Taux : forte détente, après la Fed et des "stats" décevantes en Europe©Boursier.com

Boursier.com, publié le jeudi 22 mars 2018 à 20h21

Les taux d'intérêts, qui s'étaient nettement tendus en début d'année, sur fond d'anticipation de resserrement monétaire des banques centrales cette année, ont opéré un brusque revirement jeudi, après un ton finalement moins "faucon" que redouté de la part de la Fed, mercredi soir. En Europe, des signes de ralentissement de l'économie publiés ces derniers jours ont retiré une partie de la pression sur la BCE pour mettre fin à ses mesures de soutien exceptionnelles.

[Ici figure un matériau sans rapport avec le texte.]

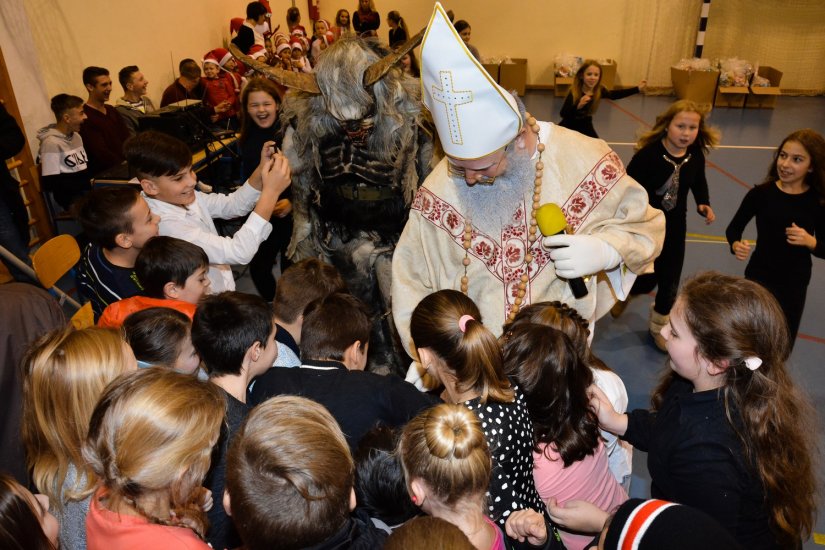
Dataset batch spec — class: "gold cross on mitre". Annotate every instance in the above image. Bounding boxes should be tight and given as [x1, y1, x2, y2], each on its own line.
[432, 71, 473, 145]
[421, 2, 522, 160]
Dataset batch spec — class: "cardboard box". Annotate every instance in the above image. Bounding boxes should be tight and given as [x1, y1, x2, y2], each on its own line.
[499, 57, 527, 96]
[481, 63, 500, 82]
[670, 67, 719, 108]
[713, 86, 748, 108]
[553, 76, 573, 97]
[745, 66, 782, 109]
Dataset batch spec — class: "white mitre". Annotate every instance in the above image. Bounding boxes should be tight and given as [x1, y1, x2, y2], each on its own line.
[421, 2, 522, 160]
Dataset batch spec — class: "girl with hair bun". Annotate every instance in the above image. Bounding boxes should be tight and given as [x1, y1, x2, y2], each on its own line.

Jeudi soir, le rendement des emprunts d'Etat américains (T-Bonds) à 10 ans reculait de 6 points de base par rapport à la veille, revenant à 2,83%. S'il reste supérieur à son niveau de la fin 2017 (2,40% environ), ce taux est loin de son plus haut de l'année à plus de 2,95% atteint en février.

En Europe, le rendement de l'emprunt allemand (Bund) à 10 ans, référence de la zone euro, a chuté jeudi de 6 points de base, redescendant à 0,52%, après avoir grimpé à un pic de 0,80% en février dernier.

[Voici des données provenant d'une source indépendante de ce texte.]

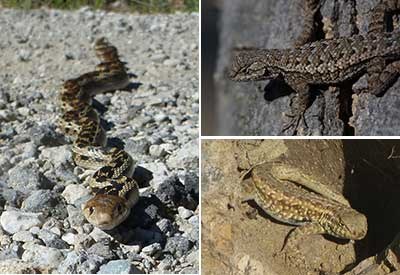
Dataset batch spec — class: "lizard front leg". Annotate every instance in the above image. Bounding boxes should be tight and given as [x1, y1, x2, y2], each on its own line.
[282, 75, 311, 135]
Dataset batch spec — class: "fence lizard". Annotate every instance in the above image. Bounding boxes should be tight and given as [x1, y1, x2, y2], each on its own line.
[229, 0, 400, 134]
[242, 158, 368, 265]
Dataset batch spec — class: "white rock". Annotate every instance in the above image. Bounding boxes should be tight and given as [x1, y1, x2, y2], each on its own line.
[89, 227, 112, 242]
[61, 184, 90, 204]
[22, 243, 64, 268]
[0, 210, 44, 234]
[40, 145, 72, 167]
[61, 232, 76, 245]
[140, 162, 171, 189]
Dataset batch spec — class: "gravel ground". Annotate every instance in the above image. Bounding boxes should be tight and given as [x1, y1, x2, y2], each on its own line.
[0, 8, 199, 273]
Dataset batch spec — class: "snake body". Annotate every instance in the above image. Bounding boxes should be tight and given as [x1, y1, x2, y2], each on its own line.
[59, 38, 139, 230]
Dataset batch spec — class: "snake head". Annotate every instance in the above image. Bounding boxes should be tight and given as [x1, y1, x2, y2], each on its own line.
[82, 194, 131, 230]
[228, 48, 277, 81]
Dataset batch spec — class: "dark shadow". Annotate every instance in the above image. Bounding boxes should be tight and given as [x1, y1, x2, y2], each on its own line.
[105, 195, 169, 246]
[201, 0, 220, 135]
[100, 117, 115, 132]
[132, 166, 153, 188]
[343, 140, 400, 270]
[92, 98, 108, 115]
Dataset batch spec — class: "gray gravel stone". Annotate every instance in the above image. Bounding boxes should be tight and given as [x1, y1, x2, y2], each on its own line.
[13, 230, 35, 243]
[157, 219, 174, 237]
[167, 140, 199, 170]
[8, 159, 48, 193]
[125, 138, 150, 156]
[87, 243, 117, 260]
[61, 184, 90, 204]
[97, 260, 143, 274]
[21, 190, 58, 212]
[22, 243, 64, 269]
[67, 205, 86, 226]
[142, 243, 161, 256]
[57, 251, 104, 274]
[40, 145, 73, 167]
[38, 229, 69, 249]
[0, 210, 44, 234]
[0, 259, 38, 274]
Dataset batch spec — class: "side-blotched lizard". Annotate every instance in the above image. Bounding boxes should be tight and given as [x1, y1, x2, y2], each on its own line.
[229, 0, 400, 134]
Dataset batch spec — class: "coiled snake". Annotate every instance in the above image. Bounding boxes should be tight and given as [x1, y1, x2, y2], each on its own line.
[59, 38, 139, 230]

Le nouveau patron de la Fed optimiste, mais moins "faucon" que redouté

Les investisseurs, qui s'attendaient en début d'année à des discours plus haussiers de la part des banquiers centraux, dans un contexte de croissance économique solide, ont finalement été pris à contre-pied par des propos moins agressifs qu'attendu, des deux côtés de l'Atlantique.

Mercredi, la Réserve fédérale américaine a certes relevé une nouvelle fois ses taux, mais Jerome Powell, son nouveau président, a adopté un ton assez équilibré lors de sa conférence de presse. Il a exprimé un optimiste certain pour la croissance économique aux Etats-Unis, mais il ne s'est pas inquiété pour autant d'un dérapage haussier de l'inflation. La Fed n'a ainsi pas prévu de réaliser plus de trois hausses de taux cette année, comme le craignaient les marchés. La banque centrale envisage bien une accélération de son resserrement monétaire, mais elle l'a repoussée à 2019, où trois tours de vis sont désormais prévus, contre deux jusqu'à présent.

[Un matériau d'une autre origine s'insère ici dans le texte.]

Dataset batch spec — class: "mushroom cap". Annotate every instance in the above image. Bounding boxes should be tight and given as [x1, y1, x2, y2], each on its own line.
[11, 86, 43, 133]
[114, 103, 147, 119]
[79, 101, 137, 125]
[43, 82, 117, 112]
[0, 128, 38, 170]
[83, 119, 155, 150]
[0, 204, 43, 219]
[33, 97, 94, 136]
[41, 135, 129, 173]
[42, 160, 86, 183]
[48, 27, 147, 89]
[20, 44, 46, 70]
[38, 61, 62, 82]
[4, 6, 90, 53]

En Europe, lors de la dernière réunion de la BCE, le 8 mars, Mario Draghi s'était montré prudent. Le président de la banque centrale européenne n'avait pas annoncé de calendrier précis pour la fin du programme de rachat d'actifs, soulignant notamment la faiblesse persistante de l'inflation dans la zone euro. "Un degré important de stimulation monétaire reste nécessaire pour que les pressions inflationnistes sous-jacentes continuent à se renforcer. Les mesures d'inflation sous-jacente restent en effet atones dans l'ensemble", avait notamment souligné le patron de l'institution.

L'activité économique a nettement ralenti en mars dans la zone euro

Ces derniers jours, plusieurs statistiques européennes semblent justifier la prudence de M. Draghi, en signalant un ralentissement de la croissance de la zone euro au 1er trimestre... Jeudi, l'indice PMI Flash Composite de l'activité globale dans l'Eurozone est ainsi ressorti à 55,3 en mars, contre 57,1 en février, au plus bas depuis janvier, et inférieur au niveau de 56,7 attendu par le consensus.

Dans le détail, l'indice PMI Flash de l'activité dans les services se replie de 56,2 à 55, sur un plus bas de cinq mois, et l'Indice PMI Flash de l'industrie manufacturière tombe à 56,6 (58,6 en février), sur un plancher de 8 mois.

Plus tôt dans la semaine, l'indice allemand ZEW avait révélé une chute inattendue du moral des investisseurs institutionnels de la première économie de la zone euro. Compilé à partir d'enquêtes menées auprès de 350 experts, l'indice ZEW est ressorti en mars à 5,1 points, après 17,8 en février, et contre 13,1 de consensus... Une baisse qui reflète un net recul de l'optimisme de ces investisseurs dans l'économie allemande dans les 6 prochains mois.